The need for an Italian role



Without wishing to be unrealistic or pursue improbable unilateral initiatives, it is clear that there is need for a strong Italian action to encourage the creation of this national unity government, whose prime minister, the disputed Fayez el-Serraj, was received by our prime minister Matteo Renzi in December. There is no magic recipe, but it is essential to take more serious approach than that adopted in the past to launch post conflict and institution building assistance plans in terms of security, politics and administration. Libya's armed forces are very weak and perceived as just one of the many militia. We must work to increase its effectiveness and reputation, seeking to integrate the militias that can be integrated and eliminating those which are too radical, compromised or linked to jihadist groups.
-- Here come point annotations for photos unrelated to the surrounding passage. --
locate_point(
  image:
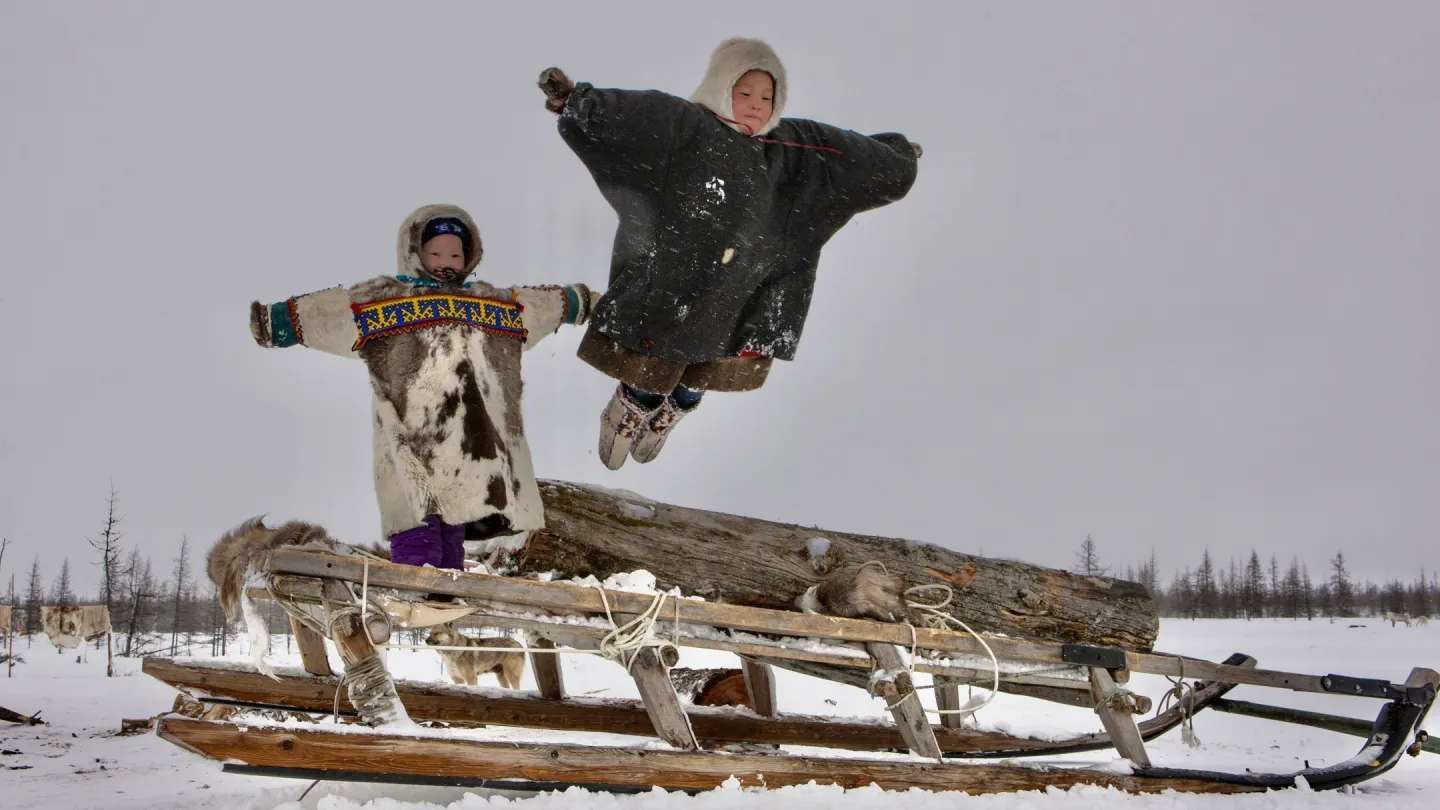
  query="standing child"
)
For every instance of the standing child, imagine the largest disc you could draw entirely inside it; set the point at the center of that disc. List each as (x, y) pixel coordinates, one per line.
(723, 209)
(444, 361)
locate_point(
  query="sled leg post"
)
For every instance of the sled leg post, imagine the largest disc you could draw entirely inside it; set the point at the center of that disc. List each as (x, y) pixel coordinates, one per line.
(651, 673)
(759, 683)
(1118, 715)
(547, 670)
(367, 683)
(905, 704)
(311, 649)
(948, 696)
(661, 704)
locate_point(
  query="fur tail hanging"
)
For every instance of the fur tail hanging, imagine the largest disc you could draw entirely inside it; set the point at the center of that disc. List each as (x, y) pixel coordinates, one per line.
(236, 562)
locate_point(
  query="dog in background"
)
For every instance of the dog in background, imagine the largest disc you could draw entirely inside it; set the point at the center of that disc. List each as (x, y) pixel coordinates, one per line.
(467, 666)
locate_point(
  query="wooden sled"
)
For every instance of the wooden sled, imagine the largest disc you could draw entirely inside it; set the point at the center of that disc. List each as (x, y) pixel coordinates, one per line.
(357, 600)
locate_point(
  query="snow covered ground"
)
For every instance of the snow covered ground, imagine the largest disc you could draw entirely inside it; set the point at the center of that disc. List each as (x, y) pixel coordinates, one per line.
(81, 760)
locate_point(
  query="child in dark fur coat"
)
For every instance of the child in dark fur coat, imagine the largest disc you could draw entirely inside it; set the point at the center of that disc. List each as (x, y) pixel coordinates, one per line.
(723, 209)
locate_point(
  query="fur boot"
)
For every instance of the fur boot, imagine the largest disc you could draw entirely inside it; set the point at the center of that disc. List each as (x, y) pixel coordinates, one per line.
(648, 446)
(621, 424)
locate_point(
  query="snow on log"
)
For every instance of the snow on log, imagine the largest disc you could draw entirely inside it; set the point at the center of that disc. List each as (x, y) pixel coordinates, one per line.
(749, 561)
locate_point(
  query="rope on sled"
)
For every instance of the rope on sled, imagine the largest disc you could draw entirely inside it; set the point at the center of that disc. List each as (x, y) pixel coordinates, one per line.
(933, 617)
(1184, 696)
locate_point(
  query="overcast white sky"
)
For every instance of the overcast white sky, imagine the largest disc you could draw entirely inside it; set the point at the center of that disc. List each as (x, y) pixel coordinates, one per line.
(1168, 276)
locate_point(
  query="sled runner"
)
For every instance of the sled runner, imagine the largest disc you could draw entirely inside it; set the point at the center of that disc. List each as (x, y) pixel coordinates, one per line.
(356, 601)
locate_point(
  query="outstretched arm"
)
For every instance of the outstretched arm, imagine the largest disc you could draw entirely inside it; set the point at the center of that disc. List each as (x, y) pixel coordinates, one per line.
(549, 307)
(615, 124)
(863, 172)
(321, 320)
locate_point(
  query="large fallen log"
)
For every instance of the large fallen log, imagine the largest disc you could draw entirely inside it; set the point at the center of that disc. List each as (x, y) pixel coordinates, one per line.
(727, 558)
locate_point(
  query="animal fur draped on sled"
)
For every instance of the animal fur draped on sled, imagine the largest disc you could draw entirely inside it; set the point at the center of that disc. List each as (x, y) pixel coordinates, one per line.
(239, 561)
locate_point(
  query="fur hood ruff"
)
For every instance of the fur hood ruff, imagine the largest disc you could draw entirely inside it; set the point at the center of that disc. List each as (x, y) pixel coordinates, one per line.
(408, 244)
(732, 59)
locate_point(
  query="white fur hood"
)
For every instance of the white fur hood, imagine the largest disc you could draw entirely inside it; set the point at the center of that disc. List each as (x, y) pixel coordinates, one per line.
(409, 239)
(732, 59)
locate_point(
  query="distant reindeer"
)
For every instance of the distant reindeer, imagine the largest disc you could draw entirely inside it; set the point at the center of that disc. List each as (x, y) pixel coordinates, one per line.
(1397, 617)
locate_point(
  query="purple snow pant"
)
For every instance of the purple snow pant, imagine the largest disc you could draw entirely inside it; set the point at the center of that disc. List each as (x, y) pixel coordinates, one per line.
(435, 542)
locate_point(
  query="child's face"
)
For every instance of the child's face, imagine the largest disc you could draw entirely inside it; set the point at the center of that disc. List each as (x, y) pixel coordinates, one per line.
(752, 100)
(444, 257)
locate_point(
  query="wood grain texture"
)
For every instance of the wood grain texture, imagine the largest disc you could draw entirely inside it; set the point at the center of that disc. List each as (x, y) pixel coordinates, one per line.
(622, 767)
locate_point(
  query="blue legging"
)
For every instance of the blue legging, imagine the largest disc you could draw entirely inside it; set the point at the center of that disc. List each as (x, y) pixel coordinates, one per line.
(686, 398)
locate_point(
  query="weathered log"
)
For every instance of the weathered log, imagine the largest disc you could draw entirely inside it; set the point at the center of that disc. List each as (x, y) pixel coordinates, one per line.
(18, 718)
(468, 761)
(749, 561)
(712, 686)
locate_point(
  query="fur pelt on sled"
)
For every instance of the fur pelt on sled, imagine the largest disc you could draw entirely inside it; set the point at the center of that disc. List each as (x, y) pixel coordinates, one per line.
(238, 562)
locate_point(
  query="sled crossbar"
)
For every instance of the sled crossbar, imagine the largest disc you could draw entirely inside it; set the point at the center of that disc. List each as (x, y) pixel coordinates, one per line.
(578, 598)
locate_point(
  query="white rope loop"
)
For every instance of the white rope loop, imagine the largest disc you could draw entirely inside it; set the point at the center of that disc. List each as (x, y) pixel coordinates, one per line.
(933, 617)
(1184, 696)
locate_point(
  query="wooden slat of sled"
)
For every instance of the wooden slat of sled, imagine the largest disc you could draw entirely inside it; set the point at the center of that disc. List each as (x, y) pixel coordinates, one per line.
(1056, 689)
(756, 620)
(401, 757)
(452, 704)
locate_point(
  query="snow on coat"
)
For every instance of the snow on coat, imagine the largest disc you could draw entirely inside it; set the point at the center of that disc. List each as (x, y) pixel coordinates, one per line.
(444, 366)
(720, 232)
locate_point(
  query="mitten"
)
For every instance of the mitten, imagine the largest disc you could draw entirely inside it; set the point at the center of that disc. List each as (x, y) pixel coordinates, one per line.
(259, 325)
(556, 88)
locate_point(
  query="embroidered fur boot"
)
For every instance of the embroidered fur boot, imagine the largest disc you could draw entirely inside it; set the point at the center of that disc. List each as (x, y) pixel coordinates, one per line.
(621, 424)
(648, 446)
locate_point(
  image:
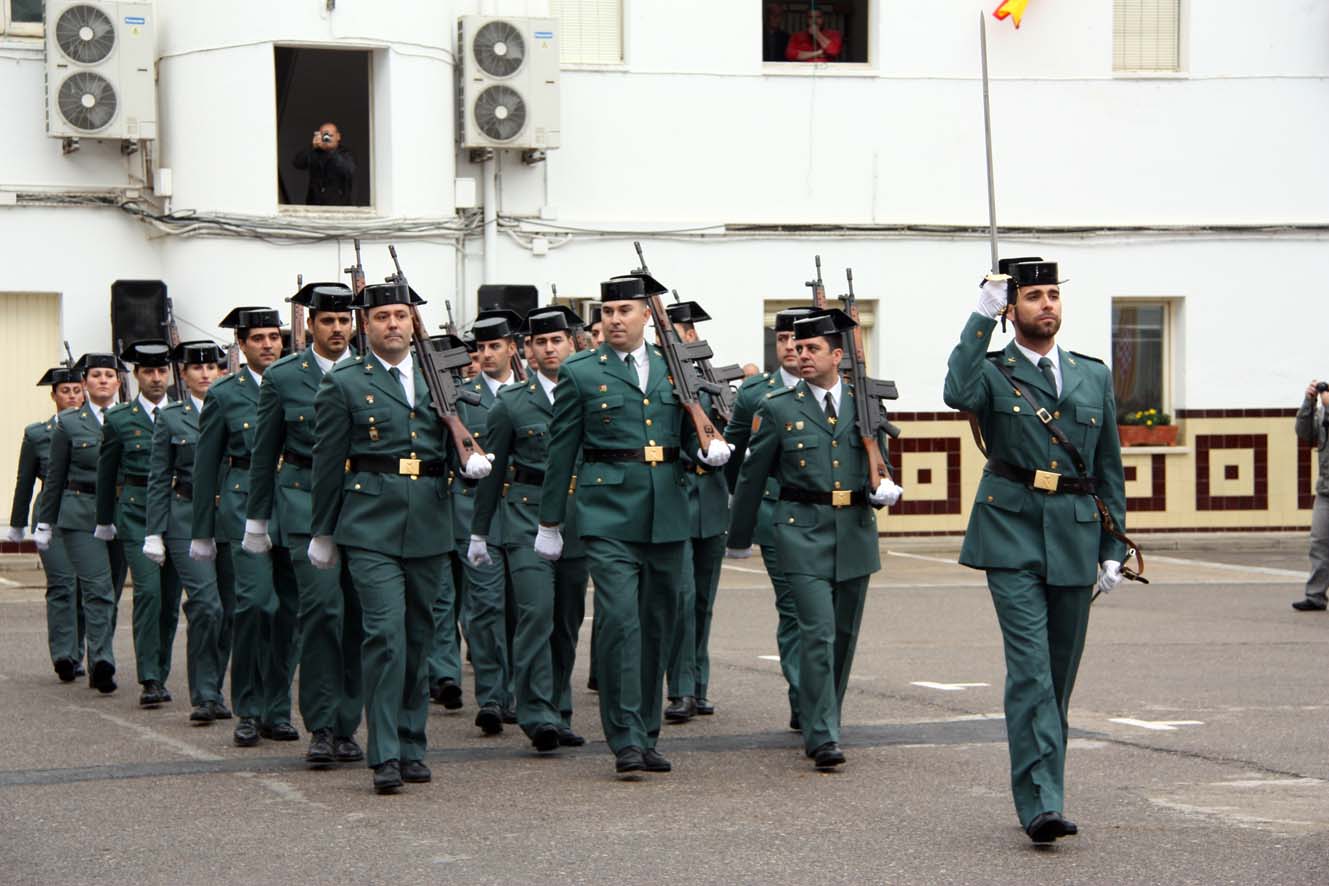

At the political level, we must help create a central and local administration almost from scratch, since the old regime destroyed all forms of organised administration (and since then things have only become worse), in the knowledge that the assistance and capacity building projects will be very long term. And in the best case scenario, their outcomes will be uncertain.



The alternative to this difficult task presented to us together with the Libyans and also with our Western "allies" (who for now seem to looking with curiosity at what the "Italians" can do) is the definitive collapse of Libya as a statehood, an event which would encourage the creation of even more terrorist hot spots on our doorstep, threatening our security.